Intervenciones para las sobredosis de paracetamol (acetaminofeno)

Pregunta de revisión: en esta revisión, se analizó la evidencia de las intervenciones (tratamientos) utilizados para tratar a los pacientes con intoxicación por paracetamol (acetaminofeno). Principalmente, se trataron de evaluar los efectos de las intervenciones en el número de muertes y la necesidad de un trasplante de hígado.

Antecedentes: el paracetamol es uno de los fármacos más comunes que se toma en sobredosis. La intoxicación intencional o accidental con paracetamol es una causa común de lesión hepática.

Fecha de búsqueda: la evidencia está actualizada hasta enero de 2017.

Características de los estudios: ensayos clínicos aleatorizados (estudios en los que los pacientes se asignan al azar a uno de dos o más grupos de tratamiento) en los que los participantes habían acudido a la atención médica porque habían tomado una sobredosis de paracetamol, intencionadamente o por accidente, independientemente de la cantidad de paracetamol tomada o de la edad, el sexo u otras condiciones médicas de la persona implicada.

Hay muchas intervenciones diferentes que pueden utilizarse para tratar a los pacientes con intoxicación por paracetamol. Estas intervenciones incluyen la disminución de la absorción del paracetamol ingerido y, por lo tanto, la reducción de la cantidad absorbida en el torrente sanguíneo. Los agentes incluyen el carbón activado (que une el paracetamol en el estómago), el lavado gástrico (lavado del estómago para eliminar tanto paracetamol como sea posible), o la ipecacuana (un jarabe que se ingiere y provoca vómitos (estando enfermo)).
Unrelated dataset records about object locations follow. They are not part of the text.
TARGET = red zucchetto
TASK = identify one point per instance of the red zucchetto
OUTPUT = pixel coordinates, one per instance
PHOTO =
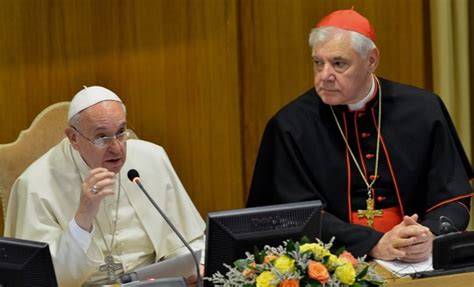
(348, 20)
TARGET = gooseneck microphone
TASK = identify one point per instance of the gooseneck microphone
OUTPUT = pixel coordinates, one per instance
(135, 177)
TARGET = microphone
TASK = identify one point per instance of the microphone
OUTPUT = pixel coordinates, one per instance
(135, 177)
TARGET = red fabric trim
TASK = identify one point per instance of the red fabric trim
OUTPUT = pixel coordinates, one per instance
(390, 217)
(467, 208)
(349, 179)
(392, 174)
(448, 201)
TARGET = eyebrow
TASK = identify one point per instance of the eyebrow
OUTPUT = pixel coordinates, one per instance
(102, 129)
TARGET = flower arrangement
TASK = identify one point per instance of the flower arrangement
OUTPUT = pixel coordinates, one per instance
(298, 264)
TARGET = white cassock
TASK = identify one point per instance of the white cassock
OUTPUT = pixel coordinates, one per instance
(44, 200)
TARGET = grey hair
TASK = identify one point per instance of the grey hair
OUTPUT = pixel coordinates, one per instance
(360, 43)
(76, 119)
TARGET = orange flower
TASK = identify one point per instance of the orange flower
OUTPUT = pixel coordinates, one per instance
(269, 258)
(347, 256)
(318, 271)
(289, 283)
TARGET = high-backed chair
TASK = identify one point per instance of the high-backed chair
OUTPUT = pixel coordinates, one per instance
(46, 130)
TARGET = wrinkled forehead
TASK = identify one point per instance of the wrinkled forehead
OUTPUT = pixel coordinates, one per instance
(334, 44)
(105, 115)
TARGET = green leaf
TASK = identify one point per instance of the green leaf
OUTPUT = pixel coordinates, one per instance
(304, 240)
(339, 251)
(241, 264)
(362, 273)
(290, 246)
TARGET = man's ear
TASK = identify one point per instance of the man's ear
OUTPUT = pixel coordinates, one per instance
(373, 59)
(72, 136)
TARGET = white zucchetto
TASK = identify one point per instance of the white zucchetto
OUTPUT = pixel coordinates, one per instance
(88, 97)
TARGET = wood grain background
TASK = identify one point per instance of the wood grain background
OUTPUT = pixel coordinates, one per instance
(200, 78)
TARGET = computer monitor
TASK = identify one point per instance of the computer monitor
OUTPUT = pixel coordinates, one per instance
(231, 233)
(25, 263)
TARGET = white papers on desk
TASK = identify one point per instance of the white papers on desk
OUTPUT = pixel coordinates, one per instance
(181, 266)
(403, 268)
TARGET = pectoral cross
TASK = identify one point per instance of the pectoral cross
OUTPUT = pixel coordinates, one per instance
(110, 266)
(370, 212)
El paracetamol, una vez absorbido por el torrente sanguíneo, va al hígado donde la mayoría se descompone en productos inofensivos. Sin embargo, una pequeña cantidad del fármaco se convierte en un producto tóxico que el hígado puede manejar normalmente pero, cuando se toman grandes cantidades de paracetamol, el hígado sufre una sobrecarga. Como consecuencia de ello, el producto tóxico puede dañar el hígado, lo que conduce a la insuficiencia hepática, la insuficiencia renal y, en algunos casos, a la muerte. Otras intervenciones para tratar la intoxicación por paracetamol incluyen fármacos (antídotos) que pueden disminuir la cantidad de los productos tóxicos (como un fármaco llamado cimetidina) o descomponer los productos tóxicos (incluyendo fármacos llamados metionina, cisteamina, dimercaprol o acetilcisteína). Por último, se puede intentar eliminar el paracetamol y sus productos tóxicos del torrente sanguíneo utilizando un equipo especial de limpieza de la sangre. Todos estos tratamientos fueron examinados.
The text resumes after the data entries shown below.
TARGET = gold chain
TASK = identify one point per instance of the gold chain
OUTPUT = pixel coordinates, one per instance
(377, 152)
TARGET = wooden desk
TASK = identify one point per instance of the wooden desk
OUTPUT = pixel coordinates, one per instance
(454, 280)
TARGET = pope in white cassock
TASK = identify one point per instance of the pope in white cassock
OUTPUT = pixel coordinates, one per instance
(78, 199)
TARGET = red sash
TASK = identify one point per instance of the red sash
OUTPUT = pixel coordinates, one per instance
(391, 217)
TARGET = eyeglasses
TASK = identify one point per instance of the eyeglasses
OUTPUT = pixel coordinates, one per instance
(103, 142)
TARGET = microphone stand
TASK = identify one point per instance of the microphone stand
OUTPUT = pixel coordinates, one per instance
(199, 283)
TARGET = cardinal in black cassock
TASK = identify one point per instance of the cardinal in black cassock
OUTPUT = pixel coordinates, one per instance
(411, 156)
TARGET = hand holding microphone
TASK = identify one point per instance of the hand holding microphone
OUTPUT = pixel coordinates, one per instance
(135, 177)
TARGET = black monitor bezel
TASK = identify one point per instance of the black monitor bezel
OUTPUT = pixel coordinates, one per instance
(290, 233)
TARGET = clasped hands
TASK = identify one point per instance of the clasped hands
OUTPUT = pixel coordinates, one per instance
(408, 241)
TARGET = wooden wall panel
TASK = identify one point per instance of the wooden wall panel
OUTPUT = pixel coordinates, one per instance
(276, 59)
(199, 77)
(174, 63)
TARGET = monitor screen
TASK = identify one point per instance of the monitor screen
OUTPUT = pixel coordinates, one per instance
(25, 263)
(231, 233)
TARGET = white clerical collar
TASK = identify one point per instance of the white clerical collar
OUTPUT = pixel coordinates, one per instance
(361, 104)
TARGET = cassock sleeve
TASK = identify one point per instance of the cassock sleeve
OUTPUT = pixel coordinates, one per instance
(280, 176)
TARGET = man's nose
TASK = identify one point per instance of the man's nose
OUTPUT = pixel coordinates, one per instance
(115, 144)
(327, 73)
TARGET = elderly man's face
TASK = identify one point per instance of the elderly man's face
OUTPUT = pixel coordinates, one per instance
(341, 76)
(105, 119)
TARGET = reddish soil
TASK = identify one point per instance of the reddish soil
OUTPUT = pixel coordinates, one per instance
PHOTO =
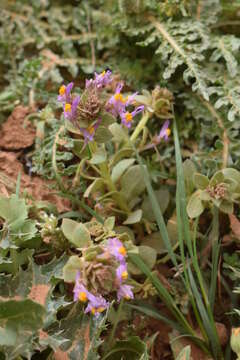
(16, 137)
(16, 132)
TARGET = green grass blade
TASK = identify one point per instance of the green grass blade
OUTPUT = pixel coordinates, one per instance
(163, 293)
(181, 194)
(150, 311)
(18, 184)
(209, 323)
(157, 211)
(215, 257)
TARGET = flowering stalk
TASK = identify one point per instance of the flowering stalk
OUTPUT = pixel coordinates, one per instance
(142, 123)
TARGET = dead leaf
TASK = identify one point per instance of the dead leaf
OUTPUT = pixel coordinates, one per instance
(235, 225)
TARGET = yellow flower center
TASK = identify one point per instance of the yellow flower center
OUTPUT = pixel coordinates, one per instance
(122, 251)
(124, 275)
(236, 331)
(91, 130)
(62, 90)
(119, 97)
(68, 107)
(128, 117)
(101, 309)
(82, 296)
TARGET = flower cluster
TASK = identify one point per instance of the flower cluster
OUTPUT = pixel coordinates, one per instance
(96, 303)
(75, 107)
(165, 131)
(117, 105)
(116, 249)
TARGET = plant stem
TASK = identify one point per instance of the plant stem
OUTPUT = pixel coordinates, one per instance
(221, 125)
(112, 188)
(54, 160)
(111, 337)
(142, 123)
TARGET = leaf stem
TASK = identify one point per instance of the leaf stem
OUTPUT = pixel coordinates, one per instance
(142, 123)
(221, 125)
(117, 318)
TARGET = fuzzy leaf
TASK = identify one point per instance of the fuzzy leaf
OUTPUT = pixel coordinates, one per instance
(195, 206)
(120, 168)
(133, 217)
(201, 181)
(132, 182)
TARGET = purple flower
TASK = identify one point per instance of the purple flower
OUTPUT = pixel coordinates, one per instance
(100, 80)
(165, 131)
(80, 292)
(116, 248)
(96, 305)
(65, 93)
(70, 109)
(125, 292)
(117, 102)
(121, 272)
(130, 99)
(127, 117)
(90, 131)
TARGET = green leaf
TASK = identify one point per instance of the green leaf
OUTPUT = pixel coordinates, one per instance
(131, 349)
(217, 178)
(189, 170)
(148, 255)
(226, 207)
(118, 132)
(81, 236)
(76, 233)
(83, 334)
(103, 135)
(109, 223)
(21, 316)
(163, 198)
(195, 206)
(201, 181)
(120, 168)
(132, 182)
(94, 186)
(185, 353)
(99, 156)
(68, 226)
(107, 119)
(133, 217)
(70, 269)
(14, 211)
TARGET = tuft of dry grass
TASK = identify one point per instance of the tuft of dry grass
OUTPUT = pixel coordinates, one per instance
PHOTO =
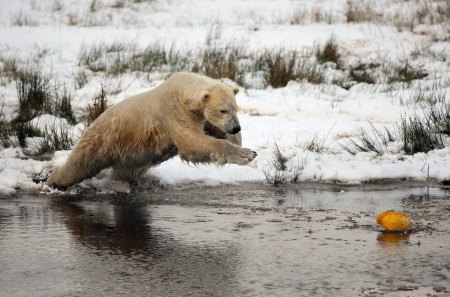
(98, 106)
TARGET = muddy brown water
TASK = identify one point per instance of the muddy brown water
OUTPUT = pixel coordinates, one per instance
(226, 241)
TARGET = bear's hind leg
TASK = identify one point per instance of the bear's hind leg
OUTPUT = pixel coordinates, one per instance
(131, 175)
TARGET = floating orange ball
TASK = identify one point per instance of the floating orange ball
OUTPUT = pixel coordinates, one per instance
(394, 221)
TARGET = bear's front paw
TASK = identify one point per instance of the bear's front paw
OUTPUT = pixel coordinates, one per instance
(243, 156)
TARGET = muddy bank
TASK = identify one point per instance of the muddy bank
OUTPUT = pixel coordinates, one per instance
(247, 240)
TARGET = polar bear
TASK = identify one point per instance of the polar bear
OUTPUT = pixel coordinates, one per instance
(189, 114)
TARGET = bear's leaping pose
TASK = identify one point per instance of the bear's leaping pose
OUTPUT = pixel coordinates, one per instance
(189, 114)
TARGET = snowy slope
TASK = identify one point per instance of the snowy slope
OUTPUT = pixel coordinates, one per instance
(52, 33)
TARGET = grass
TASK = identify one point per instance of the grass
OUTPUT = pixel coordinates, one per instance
(10, 67)
(329, 53)
(24, 130)
(280, 67)
(81, 78)
(98, 105)
(56, 136)
(34, 92)
(419, 135)
(439, 117)
(5, 131)
(38, 93)
(281, 173)
(221, 61)
(403, 72)
(402, 15)
(215, 60)
(374, 141)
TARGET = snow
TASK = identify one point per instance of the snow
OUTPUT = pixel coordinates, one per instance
(289, 117)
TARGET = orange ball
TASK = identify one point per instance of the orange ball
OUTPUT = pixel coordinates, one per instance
(394, 221)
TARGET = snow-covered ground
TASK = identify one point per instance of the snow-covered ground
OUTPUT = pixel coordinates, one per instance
(52, 33)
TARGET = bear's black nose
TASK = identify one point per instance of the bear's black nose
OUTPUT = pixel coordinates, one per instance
(236, 130)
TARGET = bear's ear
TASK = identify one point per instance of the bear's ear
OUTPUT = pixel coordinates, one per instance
(196, 102)
(205, 96)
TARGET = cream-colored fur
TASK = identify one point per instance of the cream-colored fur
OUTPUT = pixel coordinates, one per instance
(189, 114)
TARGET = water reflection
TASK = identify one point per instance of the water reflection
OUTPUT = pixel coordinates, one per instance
(121, 229)
(153, 257)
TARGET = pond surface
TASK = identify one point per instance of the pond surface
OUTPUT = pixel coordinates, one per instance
(225, 241)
Se encontraron 11 ensayos clínicos aleatorizados con 700 participantes. La mayoría de estos ensayos analizaron diferentes tratamientos.
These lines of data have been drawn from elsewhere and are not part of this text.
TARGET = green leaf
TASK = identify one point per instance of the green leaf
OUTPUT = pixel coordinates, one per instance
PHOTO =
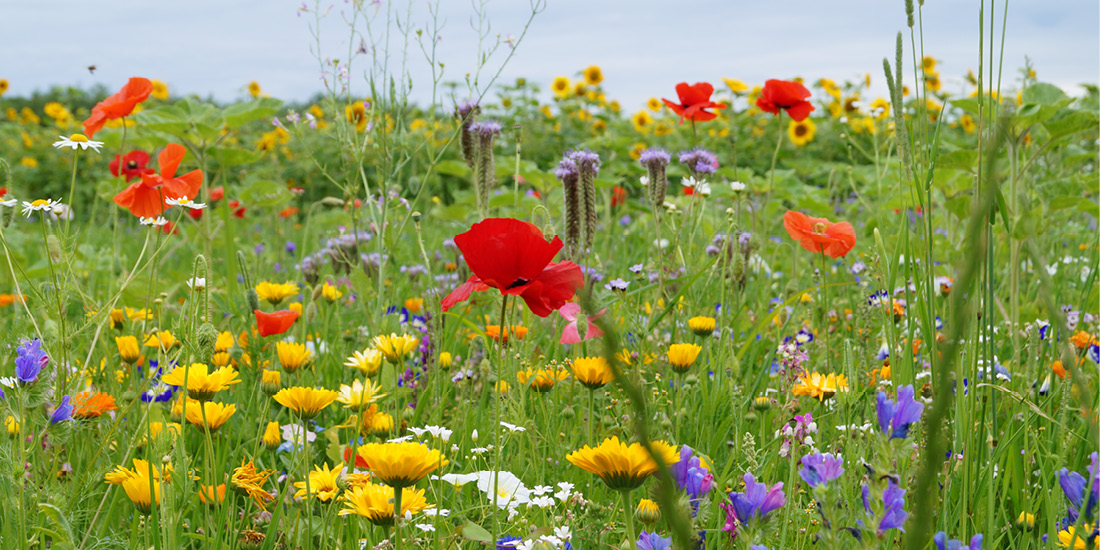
(239, 114)
(233, 156)
(474, 531)
(265, 194)
(1043, 94)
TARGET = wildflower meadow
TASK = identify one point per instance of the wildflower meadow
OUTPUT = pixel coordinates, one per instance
(789, 314)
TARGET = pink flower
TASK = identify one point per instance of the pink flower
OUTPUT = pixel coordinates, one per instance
(570, 333)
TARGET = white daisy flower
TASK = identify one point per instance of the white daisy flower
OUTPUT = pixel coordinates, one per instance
(154, 221)
(40, 205)
(186, 202)
(78, 141)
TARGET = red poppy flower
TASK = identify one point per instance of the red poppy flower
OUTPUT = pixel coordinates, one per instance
(145, 198)
(512, 256)
(694, 101)
(790, 97)
(818, 234)
(133, 165)
(276, 322)
(119, 105)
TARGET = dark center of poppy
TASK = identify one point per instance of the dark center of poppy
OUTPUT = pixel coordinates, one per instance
(519, 282)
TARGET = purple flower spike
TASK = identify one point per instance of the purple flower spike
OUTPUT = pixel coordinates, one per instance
(821, 469)
(30, 361)
(894, 418)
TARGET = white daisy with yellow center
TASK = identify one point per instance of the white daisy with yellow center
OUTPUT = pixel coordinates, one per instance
(78, 141)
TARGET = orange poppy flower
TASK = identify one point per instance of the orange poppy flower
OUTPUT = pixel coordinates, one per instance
(119, 105)
(818, 234)
(91, 405)
(145, 198)
(276, 322)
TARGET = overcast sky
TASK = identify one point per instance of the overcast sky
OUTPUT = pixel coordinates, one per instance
(644, 46)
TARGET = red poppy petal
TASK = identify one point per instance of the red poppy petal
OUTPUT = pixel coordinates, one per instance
(463, 292)
(800, 111)
(505, 252)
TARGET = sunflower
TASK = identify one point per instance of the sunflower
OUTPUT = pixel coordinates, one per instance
(322, 483)
(216, 415)
(359, 396)
(801, 133)
(367, 361)
(400, 464)
(821, 386)
(541, 380)
(375, 503)
(275, 293)
(622, 466)
(681, 356)
(293, 355)
(593, 372)
(128, 349)
(395, 347)
(593, 75)
(702, 326)
(248, 481)
(91, 405)
(305, 400)
(641, 121)
(201, 384)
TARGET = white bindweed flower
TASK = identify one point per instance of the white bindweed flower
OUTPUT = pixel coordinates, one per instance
(186, 202)
(40, 205)
(154, 221)
(78, 141)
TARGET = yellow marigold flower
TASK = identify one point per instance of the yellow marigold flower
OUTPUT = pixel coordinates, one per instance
(224, 341)
(593, 372)
(681, 356)
(322, 483)
(359, 396)
(801, 133)
(163, 340)
(593, 75)
(207, 494)
(217, 414)
(647, 512)
(367, 361)
(201, 384)
(735, 85)
(248, 481)
(821, 386)
(305, 400)
(395, 347)
(541, 380)
(272, 436)
(139, 491)
(702, 326)
(275, 293)
(330, 293)
(402, 464)
(128, 349)
(375, 503)
(293, 355)
(271, 382)
(622, 466)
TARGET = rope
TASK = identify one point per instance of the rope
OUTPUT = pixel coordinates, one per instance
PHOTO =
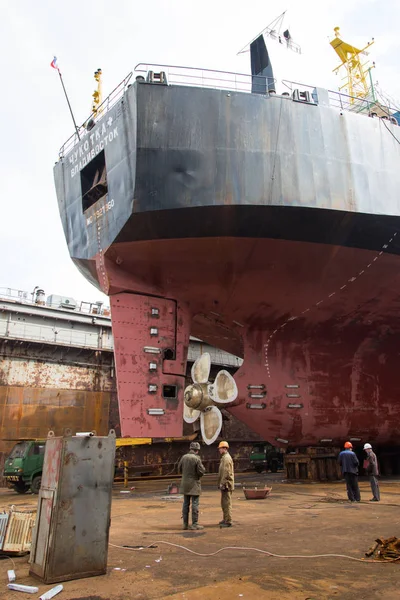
(250, 549)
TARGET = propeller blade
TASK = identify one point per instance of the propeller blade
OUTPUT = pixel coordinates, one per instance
(201, 368)
(210, 424)
(225, 388)
(190, 415)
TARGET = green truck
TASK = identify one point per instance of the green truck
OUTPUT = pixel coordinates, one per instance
(265, 457)
(23, 467)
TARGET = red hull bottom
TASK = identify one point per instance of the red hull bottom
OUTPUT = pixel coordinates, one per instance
(317, 326)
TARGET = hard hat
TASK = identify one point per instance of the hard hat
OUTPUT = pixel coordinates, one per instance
(223, 445)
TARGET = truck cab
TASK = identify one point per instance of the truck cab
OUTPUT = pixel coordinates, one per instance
(23, 467)
(265, 457)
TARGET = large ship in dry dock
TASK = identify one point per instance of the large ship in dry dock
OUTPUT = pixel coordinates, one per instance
(265, 223)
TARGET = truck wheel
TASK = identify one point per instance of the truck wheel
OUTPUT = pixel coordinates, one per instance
(21, 488)
(35, 485)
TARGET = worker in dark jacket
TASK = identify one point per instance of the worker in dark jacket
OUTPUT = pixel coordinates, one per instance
(371, 467)
(192, 470)
(349, 464)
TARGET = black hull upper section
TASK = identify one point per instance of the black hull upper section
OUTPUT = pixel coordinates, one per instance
(185, 161)
(338, 228)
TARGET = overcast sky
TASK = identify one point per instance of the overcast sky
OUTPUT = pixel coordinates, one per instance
(115, 36)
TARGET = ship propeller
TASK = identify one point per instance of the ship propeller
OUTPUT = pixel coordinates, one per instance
(201, 398)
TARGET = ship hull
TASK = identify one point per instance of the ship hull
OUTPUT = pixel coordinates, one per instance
(263, 227)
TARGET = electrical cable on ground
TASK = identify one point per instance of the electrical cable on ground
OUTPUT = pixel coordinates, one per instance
(246, 549)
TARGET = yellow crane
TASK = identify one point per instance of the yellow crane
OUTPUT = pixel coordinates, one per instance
(98, 93)
(357, 73)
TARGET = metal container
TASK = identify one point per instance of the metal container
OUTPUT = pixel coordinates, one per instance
(70, 540)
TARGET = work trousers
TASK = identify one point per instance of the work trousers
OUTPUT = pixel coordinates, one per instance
(226, 505)
(374, 487)
(353, 491)
(186, 509)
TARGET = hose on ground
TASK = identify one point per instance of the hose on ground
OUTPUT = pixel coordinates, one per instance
(247, 549)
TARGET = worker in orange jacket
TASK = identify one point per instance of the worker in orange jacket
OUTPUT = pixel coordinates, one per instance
(226, 483)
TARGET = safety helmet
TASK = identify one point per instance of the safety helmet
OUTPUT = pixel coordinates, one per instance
(223, 445)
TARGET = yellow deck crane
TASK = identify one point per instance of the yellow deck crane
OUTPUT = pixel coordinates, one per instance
(97, 94)
(357, 81)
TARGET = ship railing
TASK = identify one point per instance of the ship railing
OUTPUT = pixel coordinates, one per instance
(13, 294)
(343, 101)
(205, 78)
(24, 297)
(104, 107)
(48, 334)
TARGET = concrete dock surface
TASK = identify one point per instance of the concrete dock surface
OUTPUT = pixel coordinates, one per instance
(299, 519)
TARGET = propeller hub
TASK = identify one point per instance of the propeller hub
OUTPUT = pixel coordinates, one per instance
(196, 396)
Resultados clave: el carbón activado, el lavado gástrico y la ipecacuana pueden reducir la absorción del paracetamol si se inician dentro de las dos horas siguientes a la ingestión del paracetamol, pero el beneficio clínico no está claro. El carbón activado parece ser la mejor opción si el paciente es capaz de tomarlo. Es posible que los pacientes no puedan tomar carbón activado si están somnolientos y que a algunos les disguste su sabor o su textura (o ambos).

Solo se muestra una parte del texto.